Sibylle burst into laughter—she was the most confident with the opposite sex—and Abree covered her mouth, like she didn’t know if she should be embarrassed or not. Ciri made no response, although I could tell she was trying not to smile.
“That’s enough talk,” Oriana playfully scolded, waving her pencil at me. “If one of the mistresses happened to walk by and hear that, you’d be given kitchen duty for the final week, Brienna.”
“They would have to be skilled, dastardly lovers to be worthy of women who look like that!” Sibylle continued, pointing to the illustration of the queen. “By the saints, whatever happened to Maevana? Why is there now a king on her throne?”
I exchanged a glance with Ciri. We had both had this lesson, two years ago. It was a long, tangled story.

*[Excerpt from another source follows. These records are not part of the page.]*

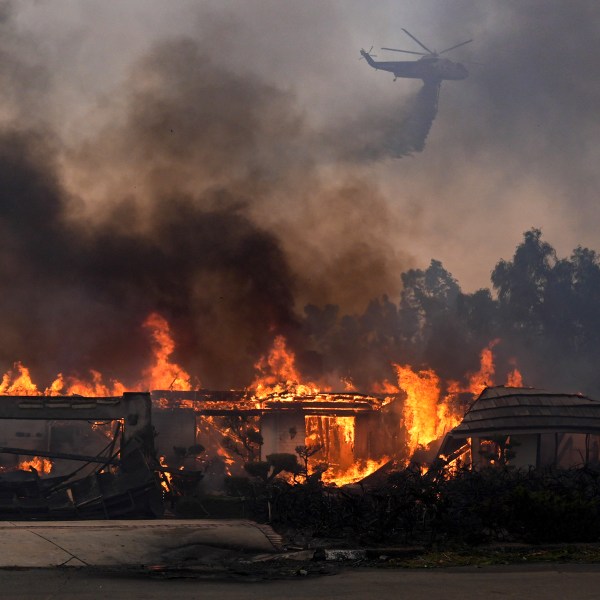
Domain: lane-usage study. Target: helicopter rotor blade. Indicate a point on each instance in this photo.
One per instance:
(456, 46)
(407, 51)
(408, 33)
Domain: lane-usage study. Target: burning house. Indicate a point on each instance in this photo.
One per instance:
(526, 428)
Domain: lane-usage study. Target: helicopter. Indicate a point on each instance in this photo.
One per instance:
(430, 67)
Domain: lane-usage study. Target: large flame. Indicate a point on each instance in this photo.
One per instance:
(428, 415)
(162, 373)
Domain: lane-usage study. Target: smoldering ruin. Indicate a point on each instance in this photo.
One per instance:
(213, 304)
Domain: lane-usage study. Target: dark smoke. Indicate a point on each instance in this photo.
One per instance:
(545, 316)
(164, 213)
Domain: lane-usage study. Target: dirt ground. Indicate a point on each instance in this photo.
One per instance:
(522, 581)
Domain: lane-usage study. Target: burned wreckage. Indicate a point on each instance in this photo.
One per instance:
(141, 447)
(122, 481)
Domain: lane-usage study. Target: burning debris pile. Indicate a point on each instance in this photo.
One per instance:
(337, 437)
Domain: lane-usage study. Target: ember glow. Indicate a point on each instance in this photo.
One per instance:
(427, 415)
(428, 408)
(41, 465)
(162, 373)
(277, 374)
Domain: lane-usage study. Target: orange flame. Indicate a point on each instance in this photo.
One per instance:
(425, 418)
(41, 465)
(18, 382)
(278, 374)
(355, 473)
(163, 374)
(426, 415)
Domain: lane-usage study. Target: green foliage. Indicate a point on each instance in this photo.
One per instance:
(471, 507)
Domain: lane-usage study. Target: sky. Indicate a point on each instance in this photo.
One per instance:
(512, 147)
(247, 122)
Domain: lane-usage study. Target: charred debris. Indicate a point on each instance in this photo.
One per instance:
(523, 465)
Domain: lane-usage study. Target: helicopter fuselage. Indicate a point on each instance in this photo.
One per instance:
(427, 68)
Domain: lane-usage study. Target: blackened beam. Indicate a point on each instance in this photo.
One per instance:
(324, 411)
(61, 455)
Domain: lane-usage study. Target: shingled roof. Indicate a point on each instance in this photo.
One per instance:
(527, 410)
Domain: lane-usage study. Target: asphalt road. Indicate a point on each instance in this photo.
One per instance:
(545, 582)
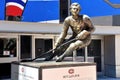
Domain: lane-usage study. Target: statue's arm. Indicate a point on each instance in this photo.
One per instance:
(63, 33)
(87, 31)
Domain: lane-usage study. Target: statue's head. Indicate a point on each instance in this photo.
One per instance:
(75, 8)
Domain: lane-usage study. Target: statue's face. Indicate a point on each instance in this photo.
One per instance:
(75, 10)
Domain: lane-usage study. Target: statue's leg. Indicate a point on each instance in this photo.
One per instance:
(72, 47)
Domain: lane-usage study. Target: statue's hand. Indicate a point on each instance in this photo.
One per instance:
(83, 35)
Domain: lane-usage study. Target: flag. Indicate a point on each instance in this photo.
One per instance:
(15, 7)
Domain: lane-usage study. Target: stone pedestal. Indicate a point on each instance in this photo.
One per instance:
(53, 71)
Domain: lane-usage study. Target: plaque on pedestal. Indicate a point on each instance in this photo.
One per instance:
(53, 71)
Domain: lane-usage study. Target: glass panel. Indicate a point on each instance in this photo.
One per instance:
(8, 47)
(63, 9)
(42, 46)
(26, 47)
(94, 53)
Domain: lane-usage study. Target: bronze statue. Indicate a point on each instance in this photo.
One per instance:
(82, 28)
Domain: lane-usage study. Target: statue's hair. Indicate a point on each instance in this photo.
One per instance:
(75, 4)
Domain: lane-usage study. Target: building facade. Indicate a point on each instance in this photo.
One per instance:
(37, 32)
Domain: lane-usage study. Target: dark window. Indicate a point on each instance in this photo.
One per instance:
(26, 47)
(8, 47)
(63, 9)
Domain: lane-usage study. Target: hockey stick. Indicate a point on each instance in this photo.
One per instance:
(57, 48)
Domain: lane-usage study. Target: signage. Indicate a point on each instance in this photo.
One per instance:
(70, 73)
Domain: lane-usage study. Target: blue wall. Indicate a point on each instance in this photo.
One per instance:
(42, 10)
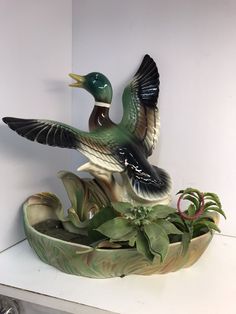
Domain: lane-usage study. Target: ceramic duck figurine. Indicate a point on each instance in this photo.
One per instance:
(121, 148)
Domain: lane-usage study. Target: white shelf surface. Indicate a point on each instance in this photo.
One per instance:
(208, 287)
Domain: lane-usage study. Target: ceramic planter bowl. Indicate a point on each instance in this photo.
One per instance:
(86, 261)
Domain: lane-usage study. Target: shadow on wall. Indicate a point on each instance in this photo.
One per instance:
(38, 163)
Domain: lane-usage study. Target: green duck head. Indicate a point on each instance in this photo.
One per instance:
(96, 84)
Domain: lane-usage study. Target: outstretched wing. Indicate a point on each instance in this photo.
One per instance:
(140, 117)
(98, 146)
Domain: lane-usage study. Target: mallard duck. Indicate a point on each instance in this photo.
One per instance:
(122, 148)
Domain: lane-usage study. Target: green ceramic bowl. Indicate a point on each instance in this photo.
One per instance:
(86, 261)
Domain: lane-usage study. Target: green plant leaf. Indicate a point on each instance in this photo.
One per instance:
(218, 210)
(122, 207)
(115, 228)
(214, 197)
(191, 210)
(133, 239)
(209, 204)
(210, 225)
(142, 246)
(192, 199)
(158, 239)
(168, 226)
(160, 211)
(186, 238)
(74, 218)
(127, 237)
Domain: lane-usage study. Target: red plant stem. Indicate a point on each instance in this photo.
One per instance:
(198, 212)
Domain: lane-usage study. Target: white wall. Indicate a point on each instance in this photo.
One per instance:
(35, 58)
(193, 43)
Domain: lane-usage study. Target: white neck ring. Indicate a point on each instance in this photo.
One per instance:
(102, 104)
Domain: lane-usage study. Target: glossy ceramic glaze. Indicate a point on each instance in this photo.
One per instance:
(86, 261)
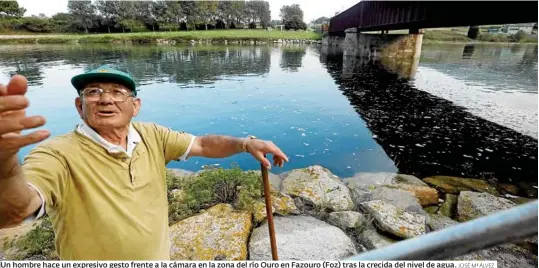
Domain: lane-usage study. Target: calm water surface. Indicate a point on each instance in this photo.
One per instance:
(470, 111)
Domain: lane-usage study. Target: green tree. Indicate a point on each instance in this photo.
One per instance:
(109, 10)
(287, 12)
(292, 17)
(83, 13)
(62, 22)
(173, 12)
(473, 32)
(11, 9)
(321, 20)
(189, 9)
(206, 12)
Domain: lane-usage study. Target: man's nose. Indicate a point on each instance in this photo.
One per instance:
(105, 98)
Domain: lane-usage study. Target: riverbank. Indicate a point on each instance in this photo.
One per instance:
(217, 36)
(365, 212)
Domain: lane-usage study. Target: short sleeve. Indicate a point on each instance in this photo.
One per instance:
(176, 144)
(46, 171)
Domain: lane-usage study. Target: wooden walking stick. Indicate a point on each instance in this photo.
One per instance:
(267, 195)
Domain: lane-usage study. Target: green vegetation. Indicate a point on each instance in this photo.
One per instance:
(38, 243)
(179, 37)
(212, 186)
(105, 16)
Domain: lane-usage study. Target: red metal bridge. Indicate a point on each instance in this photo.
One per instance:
(414, 15)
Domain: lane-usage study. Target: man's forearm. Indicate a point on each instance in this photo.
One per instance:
(218, 146)
(16, 197)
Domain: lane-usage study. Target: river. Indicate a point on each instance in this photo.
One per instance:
(470, 110)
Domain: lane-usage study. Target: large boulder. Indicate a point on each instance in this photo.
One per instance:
(449, 206)
(394, 220)
(365, 179)
(220, 233)
(281, 204)
(274, 180)
(425, 195)
(317, 185)
(473, 205)
(437, 222)
(372, 239)
(455, 185)
(371, 180)
(301, 238)
(346, 219)
(397, 197)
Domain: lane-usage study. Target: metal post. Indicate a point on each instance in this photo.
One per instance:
(508, 226)
(269, 213)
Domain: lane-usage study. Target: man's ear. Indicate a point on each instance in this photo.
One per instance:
(137, 103)
(78, 104)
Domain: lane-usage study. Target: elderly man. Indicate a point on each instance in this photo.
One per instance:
(102, 184)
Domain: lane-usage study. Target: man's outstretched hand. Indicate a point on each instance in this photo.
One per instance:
(13, 121)
(259, 148)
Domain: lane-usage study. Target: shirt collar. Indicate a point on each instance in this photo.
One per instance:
(133, 137)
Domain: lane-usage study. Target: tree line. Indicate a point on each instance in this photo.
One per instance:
(102, 16)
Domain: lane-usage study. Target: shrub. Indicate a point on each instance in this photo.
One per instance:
(488, 37)
(473, 32)
(37, 243)
(210, 187)
(38, 25)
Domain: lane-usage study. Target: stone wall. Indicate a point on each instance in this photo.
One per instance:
(382, 45)
(332, 41)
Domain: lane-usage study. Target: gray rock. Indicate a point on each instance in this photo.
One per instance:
(360, 195)
(301, 238)
(473, 205)
(371, 239)
(366, 179)
(507, 256)
(181, 172)
(399, 198)
(449, 206)
(346, 219)
(318, 186)
(394, 220)
(381, 178)
(275, 180)
(437, 222)
(409, 179)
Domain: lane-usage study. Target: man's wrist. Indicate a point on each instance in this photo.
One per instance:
(245, 141)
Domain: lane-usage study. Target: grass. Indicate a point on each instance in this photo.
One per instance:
(180, 36)
(37, 243)
(214, 185)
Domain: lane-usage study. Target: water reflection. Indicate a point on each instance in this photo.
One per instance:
(181, 65)
(292, 58)
(426, 135)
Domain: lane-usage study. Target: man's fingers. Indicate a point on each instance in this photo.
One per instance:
(277, 152)
(15, 142)
(19, 124)
(3, 90)
(11, 103)
(18, 85)
(260, 157)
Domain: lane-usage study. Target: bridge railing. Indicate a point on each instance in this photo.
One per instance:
(508, 226)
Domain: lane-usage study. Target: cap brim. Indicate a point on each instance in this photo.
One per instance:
(79, 81)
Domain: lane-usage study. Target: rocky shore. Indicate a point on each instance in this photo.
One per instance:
(319, 216)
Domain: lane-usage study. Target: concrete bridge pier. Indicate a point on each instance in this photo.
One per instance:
(399, 53)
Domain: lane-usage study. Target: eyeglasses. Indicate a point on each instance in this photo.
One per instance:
(94, 94)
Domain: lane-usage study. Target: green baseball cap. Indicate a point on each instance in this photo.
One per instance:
(104, 73)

“You would have to ask Master Cartier,” Ciri finally responded with a shrug. “He could tell you, as he knows the entire history of every land that ever was.”
“How cumbersome,” Abree lamented.
Ciri’s gaze sharpened. “You do recall, Abree, that Brienna and I are about to become passions of knowledge.” She was offended, yet again.

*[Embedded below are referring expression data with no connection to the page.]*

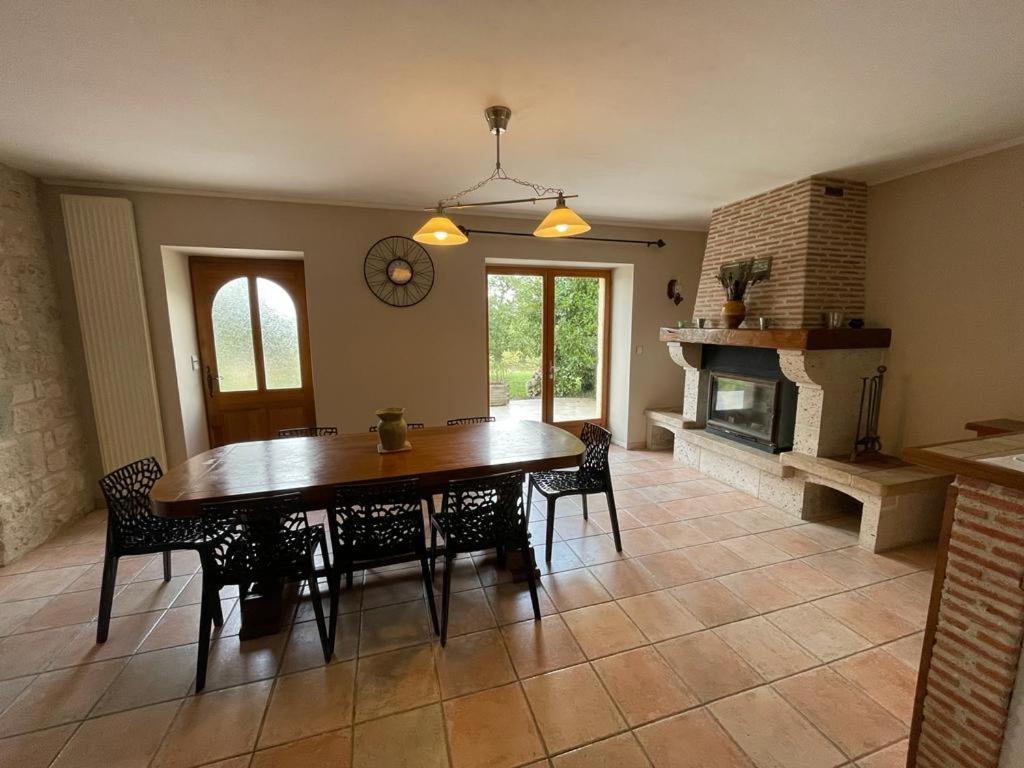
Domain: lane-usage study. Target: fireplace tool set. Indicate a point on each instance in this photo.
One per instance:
(867, 441)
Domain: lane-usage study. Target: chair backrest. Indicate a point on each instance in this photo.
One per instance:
(471, 420)
(371, 520)
(484, 511)
(597, 439)
(127, 494)
(307, 432)
(250, 536)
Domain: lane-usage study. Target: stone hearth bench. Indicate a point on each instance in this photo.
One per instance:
(901, 503)
(662, 426)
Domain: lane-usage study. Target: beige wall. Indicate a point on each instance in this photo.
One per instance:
(945, 270)
(430, 358)
(47, 465)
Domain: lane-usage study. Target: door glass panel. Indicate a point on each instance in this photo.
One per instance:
(515, 345)
(232, 337)
(579, 346)
(280, 328)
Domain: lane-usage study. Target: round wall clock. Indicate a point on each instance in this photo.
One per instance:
(398, 270)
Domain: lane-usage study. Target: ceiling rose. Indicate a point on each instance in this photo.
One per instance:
(562, 221)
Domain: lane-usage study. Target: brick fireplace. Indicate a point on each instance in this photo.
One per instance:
(815, 232)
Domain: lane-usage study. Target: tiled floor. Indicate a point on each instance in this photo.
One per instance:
(726, 634)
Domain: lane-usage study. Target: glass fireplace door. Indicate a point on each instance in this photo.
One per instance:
(743, 406)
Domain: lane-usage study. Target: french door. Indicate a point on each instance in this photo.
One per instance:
(548, 336)
(254, 346)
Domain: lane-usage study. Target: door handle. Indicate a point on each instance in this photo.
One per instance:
(210, 376)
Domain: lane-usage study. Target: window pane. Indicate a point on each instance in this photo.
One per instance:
(579, 346)
(515, 342)
(232, 337)
(280, 328)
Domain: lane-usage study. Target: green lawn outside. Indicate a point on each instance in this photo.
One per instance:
(517, 383)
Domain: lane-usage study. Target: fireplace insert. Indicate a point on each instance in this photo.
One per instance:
(752, 410)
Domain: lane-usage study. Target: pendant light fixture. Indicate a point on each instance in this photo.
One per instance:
(440, 230)
(562, 221)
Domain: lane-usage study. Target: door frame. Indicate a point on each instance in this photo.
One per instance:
(290, 273)
(548, 336)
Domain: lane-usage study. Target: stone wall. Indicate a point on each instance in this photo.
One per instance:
(45, 473)
(817, 241)
(979, 632)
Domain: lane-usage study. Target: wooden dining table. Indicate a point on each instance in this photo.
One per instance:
(312, 466)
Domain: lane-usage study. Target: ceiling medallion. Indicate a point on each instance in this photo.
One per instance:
(562, 221)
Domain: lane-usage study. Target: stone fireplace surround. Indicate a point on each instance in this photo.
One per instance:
(899, 504)
(815, 232)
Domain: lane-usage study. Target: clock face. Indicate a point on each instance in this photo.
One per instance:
(398, 270)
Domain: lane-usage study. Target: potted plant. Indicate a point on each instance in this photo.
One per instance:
(735, 279)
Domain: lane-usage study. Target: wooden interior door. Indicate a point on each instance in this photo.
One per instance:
(254, 346)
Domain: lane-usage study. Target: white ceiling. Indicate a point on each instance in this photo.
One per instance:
(652, 112)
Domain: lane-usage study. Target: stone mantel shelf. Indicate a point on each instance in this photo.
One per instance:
(781, 338)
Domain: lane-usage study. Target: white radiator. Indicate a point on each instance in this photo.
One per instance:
(104, 262)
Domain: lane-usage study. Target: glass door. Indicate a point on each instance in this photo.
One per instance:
(579, 348)
(548, 344)
(254, 346)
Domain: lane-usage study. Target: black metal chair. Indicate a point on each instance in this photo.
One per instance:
(133, 529)
(258, 540)
(477, 514)
(471, 420)
(377, 523)
(592, 477)
(307, 432)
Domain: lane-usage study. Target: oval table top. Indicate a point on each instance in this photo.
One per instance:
(313, 465)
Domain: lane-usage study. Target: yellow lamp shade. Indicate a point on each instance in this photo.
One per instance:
(561, 222)
(440, 230)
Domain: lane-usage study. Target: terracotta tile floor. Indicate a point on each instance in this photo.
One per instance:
(726, 634)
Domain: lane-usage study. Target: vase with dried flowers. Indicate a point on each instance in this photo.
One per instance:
(735, 279)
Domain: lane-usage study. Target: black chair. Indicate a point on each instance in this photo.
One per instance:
(592, 477)
(377, 523)
(307, 432)
(477, 514)
(133, 529)
(258, 540)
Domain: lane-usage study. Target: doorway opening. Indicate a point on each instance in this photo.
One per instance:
(253, 335)
(548, 342)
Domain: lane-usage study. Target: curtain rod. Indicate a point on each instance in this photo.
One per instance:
(648, 243)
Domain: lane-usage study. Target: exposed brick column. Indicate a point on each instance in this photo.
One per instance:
(979, 632)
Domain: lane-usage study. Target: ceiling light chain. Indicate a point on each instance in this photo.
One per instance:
(499, 174)
(562, 221)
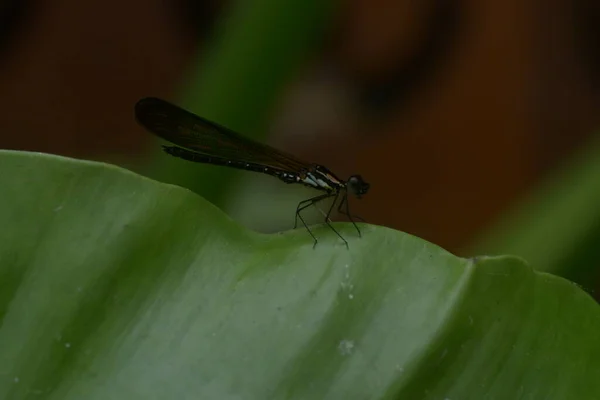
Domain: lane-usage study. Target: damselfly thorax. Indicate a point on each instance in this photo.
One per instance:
(203, 141)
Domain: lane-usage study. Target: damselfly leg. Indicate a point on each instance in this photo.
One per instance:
(313, 201)
(346, 212)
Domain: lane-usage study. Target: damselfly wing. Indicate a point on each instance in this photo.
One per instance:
(203, 141)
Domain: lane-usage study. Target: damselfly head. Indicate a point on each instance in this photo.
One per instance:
(357, 186)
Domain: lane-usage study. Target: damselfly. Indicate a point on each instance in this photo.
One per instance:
(203, 141)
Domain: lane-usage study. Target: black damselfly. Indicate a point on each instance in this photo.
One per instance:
(203, 141)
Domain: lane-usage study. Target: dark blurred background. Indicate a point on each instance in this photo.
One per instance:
(452, 110)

Abree took a step back. “Pardon, Ciri. Of course, I meant to say how enthralled I am by your capacity to hold so much knowledge.”
Ciri snorted, still not appeased, but thankfully left it at that as she looked back at me.
“Are you ever going to meet your father, Bri?” Sibylle asked.
“No, I do not think so,” I answered honestly. It was ironic to me that on the day I vowed to never inquire of him again I would be dressed as a Maevan queen.
“That is very sad,” Abree commented.
Of course it would be sad to her, to all my sisters. They all came from noble families, from fathers and mothers who were in some measure involved in their lives.
So I claimed, “It truly doesn’t matter to me.”
A lull settled in the room. I listened to the rain, to Merei’s distant music mellowing the corridor, to the scratch of Oriana’s pencil as she replicated me on parchment.
“Well,” Sibylle said brightly, to smooth away the wrinkles of discomfort. She was an arden of wit, and was skilled to handle any manner of conversation. “You should see the portrait Oriana drew of me, Brienna. It is the exact opposite of yours.” She retrieved it from Oriana’s portfolio, held it up so I could get a good glimpse of it.
Sibylle had been staged as the perfect Valenian noblewoman. I gazed, surprised at all the props Abree had scrounged for this one. Sibylle had worn a daring, low-cut red dress studded with pearls, a necklace of cheap jewels, and a voluptuous white wig. She even had a perfect star mole on her cheek, the marker of feminine nobility. She was beautifully polished, Valenia incarnate. She was etiquette, poise, grace.
And then here was mine, the portrait of a queen who wielded magic and wore blue woad, who lived in armor, whose constant companion was not a man but a sword and a stone.
It was the stark difference between Maevana and Valenia, two countries that I was broken between. I wanted to feel comfortable in the fancy dress and the star mole, but I also wanted to find my heritage in the armor and the woad. I wanted to wield passion, but I also wanted to know how to hold a sword.
“You should hang Brienna’s and Sibylle’s portraits side by side,” Abree suggested to Oriana. “They can teach future ardens a good history lesson.”